A SILK AND WOOL ON LINEN NEEDLEWORK SAMPLER
A SILK AND WOOL ON LINEN NEEDLEWORK SAMPLER

WROUGHT BY NANCY VREDENBURGHS, EAST CHESTER, NEW YORK, DATED 1838

Details
A SILK AND WOOL ON LINEN NEEDLEWORK SAMPLER
WROUGHT BY NANCY VREDENBURGHS, EAST CHESTER, NEW YORK, DATED 1838
Inscribed Nancy Vredenburghs At Mount Tabor Academy East Chester, in 14 Days, August 29th, 1838
21¼ x 16¾ inches sight
Provenance
King Manor Association of Long Island, Jamaica, New York
Society For the Preservation of Long Island Antiquities, New York, 1985 Christie's New York, January, 23, 1988, lot 156.

Lot Essay

"As in the other American colonies, knowledge of girls' schools of the mid-eighteenth century in New York is also scant," and while a small grouping of related Biblical samplers was identified a little over a decade ago, little is known about other schools operating in the New York area (Betty Ring, Girlhood Embroidery (New York, 1993), p. 299).

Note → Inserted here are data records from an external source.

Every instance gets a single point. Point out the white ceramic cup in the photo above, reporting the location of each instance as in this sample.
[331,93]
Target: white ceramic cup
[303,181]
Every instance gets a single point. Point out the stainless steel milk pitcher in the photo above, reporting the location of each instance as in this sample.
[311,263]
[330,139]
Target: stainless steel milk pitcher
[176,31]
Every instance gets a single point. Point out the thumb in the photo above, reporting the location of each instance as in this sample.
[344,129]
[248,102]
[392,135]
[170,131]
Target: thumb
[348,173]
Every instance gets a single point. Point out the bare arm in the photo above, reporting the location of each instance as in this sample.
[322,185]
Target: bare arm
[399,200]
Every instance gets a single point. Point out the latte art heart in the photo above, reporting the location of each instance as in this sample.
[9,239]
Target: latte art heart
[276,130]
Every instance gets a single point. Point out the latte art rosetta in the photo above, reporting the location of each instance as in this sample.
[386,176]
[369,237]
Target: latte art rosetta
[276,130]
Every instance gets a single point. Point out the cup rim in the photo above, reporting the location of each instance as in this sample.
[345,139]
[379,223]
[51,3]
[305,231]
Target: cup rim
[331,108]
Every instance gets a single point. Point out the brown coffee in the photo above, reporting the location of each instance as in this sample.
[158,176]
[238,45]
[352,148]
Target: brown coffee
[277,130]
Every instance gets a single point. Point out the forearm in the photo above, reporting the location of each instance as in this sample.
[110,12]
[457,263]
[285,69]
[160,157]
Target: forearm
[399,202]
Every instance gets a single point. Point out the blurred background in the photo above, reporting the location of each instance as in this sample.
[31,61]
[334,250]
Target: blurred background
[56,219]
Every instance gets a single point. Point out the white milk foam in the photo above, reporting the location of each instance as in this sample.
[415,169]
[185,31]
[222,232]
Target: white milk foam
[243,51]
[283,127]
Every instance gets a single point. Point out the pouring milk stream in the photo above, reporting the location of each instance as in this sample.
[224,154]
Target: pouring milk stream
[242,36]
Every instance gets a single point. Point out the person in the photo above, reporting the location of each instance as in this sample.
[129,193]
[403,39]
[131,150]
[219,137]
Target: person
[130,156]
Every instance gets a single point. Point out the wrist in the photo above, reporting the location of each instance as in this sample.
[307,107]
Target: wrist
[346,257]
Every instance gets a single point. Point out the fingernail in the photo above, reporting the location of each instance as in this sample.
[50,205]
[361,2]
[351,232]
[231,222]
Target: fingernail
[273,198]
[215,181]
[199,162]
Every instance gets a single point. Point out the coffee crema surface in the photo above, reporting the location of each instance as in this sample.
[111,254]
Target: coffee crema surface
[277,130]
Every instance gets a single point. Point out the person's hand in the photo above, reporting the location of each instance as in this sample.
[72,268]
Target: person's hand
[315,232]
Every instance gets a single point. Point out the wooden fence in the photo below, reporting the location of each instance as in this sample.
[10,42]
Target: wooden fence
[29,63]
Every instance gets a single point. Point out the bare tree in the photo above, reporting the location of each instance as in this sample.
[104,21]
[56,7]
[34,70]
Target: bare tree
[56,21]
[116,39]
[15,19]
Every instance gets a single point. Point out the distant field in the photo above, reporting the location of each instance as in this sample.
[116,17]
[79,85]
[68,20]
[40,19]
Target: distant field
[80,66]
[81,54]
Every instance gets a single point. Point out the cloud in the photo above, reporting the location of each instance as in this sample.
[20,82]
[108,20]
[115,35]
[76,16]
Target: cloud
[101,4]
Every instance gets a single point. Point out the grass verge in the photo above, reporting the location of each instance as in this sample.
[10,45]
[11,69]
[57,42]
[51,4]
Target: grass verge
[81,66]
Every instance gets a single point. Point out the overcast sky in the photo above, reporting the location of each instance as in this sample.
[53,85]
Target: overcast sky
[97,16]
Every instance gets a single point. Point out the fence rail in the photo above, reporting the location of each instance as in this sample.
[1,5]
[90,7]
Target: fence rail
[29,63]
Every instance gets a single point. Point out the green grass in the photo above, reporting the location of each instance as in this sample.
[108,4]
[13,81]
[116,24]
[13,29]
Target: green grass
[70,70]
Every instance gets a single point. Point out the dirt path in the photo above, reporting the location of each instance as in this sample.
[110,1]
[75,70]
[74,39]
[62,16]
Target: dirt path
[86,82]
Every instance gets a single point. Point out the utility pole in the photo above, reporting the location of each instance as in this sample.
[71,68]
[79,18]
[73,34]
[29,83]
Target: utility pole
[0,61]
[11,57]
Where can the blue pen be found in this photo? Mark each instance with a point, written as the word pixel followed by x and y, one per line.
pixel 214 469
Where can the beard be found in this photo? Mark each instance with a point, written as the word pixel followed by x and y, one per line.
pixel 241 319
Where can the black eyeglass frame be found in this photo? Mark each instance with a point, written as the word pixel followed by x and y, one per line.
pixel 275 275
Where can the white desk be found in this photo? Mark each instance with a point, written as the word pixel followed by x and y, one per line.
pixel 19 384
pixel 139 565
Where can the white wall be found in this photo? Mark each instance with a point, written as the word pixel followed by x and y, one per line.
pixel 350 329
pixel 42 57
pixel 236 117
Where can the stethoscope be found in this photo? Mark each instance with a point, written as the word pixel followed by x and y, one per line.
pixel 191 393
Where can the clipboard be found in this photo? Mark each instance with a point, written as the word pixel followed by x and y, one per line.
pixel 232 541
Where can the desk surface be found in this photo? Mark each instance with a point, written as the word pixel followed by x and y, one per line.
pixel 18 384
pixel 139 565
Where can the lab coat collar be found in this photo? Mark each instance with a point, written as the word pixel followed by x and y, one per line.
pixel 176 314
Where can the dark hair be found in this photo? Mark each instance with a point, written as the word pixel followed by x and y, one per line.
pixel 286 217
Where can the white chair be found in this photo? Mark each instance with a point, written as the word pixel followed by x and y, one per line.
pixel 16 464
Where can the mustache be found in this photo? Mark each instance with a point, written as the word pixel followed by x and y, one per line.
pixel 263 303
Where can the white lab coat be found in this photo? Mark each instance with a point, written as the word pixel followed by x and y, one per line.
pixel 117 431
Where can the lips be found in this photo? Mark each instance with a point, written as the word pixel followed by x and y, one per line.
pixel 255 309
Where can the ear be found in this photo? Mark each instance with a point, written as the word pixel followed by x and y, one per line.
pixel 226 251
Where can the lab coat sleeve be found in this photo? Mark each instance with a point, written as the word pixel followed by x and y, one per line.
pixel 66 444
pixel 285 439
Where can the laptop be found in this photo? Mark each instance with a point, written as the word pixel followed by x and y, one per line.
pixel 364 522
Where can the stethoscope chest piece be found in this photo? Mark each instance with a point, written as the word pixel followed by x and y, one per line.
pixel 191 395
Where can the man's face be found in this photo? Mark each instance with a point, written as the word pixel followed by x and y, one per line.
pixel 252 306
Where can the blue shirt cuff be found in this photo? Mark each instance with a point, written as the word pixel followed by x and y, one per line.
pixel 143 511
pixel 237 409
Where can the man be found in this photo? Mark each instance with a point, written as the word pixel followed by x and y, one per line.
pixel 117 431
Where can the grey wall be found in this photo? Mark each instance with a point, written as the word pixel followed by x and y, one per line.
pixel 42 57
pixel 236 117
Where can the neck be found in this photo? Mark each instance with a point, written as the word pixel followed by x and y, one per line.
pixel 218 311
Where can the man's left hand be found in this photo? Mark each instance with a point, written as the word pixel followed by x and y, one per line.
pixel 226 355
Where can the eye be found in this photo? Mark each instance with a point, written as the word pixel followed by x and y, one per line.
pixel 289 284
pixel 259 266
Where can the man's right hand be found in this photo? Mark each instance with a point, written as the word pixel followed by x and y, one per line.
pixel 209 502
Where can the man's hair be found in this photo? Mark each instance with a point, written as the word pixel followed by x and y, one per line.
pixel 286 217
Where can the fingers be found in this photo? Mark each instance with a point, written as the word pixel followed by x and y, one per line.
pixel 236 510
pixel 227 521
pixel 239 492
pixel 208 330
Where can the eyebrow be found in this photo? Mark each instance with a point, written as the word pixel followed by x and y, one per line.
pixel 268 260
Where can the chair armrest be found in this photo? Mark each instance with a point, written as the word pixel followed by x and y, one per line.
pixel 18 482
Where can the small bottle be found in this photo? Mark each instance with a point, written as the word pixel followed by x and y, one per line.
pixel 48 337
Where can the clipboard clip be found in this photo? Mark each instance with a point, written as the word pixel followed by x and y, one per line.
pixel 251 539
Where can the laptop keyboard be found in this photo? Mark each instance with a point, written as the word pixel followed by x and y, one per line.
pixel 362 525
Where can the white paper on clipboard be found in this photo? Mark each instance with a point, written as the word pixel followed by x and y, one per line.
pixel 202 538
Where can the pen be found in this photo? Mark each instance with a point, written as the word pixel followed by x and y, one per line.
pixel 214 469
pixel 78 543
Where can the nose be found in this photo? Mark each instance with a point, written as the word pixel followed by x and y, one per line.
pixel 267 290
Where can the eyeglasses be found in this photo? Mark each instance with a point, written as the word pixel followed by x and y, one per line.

This sampler, inscribed: Nancy Vredenburghs at Mount Tabor Academy, East Chester, in 14 Days, August 29th, 1838, offers new insight into one of the schools that must have been located in New York City during the mid-nineteenth century. Today, East Chester is part of the Northeastern Bronx, located west of the Hutchinson River. In the 1830's, it was still a very rural town with no railroad and the majority of travel operated by water rather than land. Many of the private boarding schools established in the eighteenth century by French Hugenots who had immigrated to New Rochelle, now part of Westchester, New York, taught young Dutch and English girls the art of embroidery and painting. Considering the close proximity of East Chester to these neighboring towns, Mount Tabor Academy may have been one of these exclusive schools.

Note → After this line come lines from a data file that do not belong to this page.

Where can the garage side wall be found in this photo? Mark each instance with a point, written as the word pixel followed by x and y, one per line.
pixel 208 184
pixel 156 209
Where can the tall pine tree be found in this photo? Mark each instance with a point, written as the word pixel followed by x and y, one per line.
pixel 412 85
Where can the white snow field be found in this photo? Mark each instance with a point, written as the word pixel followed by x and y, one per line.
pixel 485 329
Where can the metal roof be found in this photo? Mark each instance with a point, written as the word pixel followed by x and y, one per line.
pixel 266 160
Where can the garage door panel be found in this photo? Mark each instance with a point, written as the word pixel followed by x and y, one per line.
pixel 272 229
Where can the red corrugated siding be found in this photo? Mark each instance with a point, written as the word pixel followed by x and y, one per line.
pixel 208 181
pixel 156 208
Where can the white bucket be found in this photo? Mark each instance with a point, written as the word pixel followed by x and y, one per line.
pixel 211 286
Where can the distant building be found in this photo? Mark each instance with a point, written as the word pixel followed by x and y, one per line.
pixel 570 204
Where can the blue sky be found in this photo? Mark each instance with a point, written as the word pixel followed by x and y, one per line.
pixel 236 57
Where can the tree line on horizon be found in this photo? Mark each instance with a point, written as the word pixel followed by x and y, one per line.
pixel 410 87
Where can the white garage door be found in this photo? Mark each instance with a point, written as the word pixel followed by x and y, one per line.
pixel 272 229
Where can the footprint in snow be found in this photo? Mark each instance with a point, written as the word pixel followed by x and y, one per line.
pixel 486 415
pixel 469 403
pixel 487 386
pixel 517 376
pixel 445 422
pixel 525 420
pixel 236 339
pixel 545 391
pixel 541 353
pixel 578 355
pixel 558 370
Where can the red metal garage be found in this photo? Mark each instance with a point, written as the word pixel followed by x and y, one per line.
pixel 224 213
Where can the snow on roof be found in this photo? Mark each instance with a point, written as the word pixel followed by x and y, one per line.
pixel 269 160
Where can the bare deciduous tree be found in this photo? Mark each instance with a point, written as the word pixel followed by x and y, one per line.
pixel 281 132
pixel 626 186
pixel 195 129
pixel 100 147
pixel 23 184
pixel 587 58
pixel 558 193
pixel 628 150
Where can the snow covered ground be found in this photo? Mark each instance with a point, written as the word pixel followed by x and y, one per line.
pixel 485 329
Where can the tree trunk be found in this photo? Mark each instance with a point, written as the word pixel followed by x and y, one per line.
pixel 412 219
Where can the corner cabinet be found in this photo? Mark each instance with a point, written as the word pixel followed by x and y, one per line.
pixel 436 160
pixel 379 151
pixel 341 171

While genealogical records during this time period list both a Thos Vredenburgh and Augustus Vredenburgh living in East Chester, New York in the late 1830's, no definitive relationship has yet been determined with Nancy Vredenburghs. Since the Dutch family name is a common one to the New York region, the spelling variation would suggest that these men were most likely distant relatives.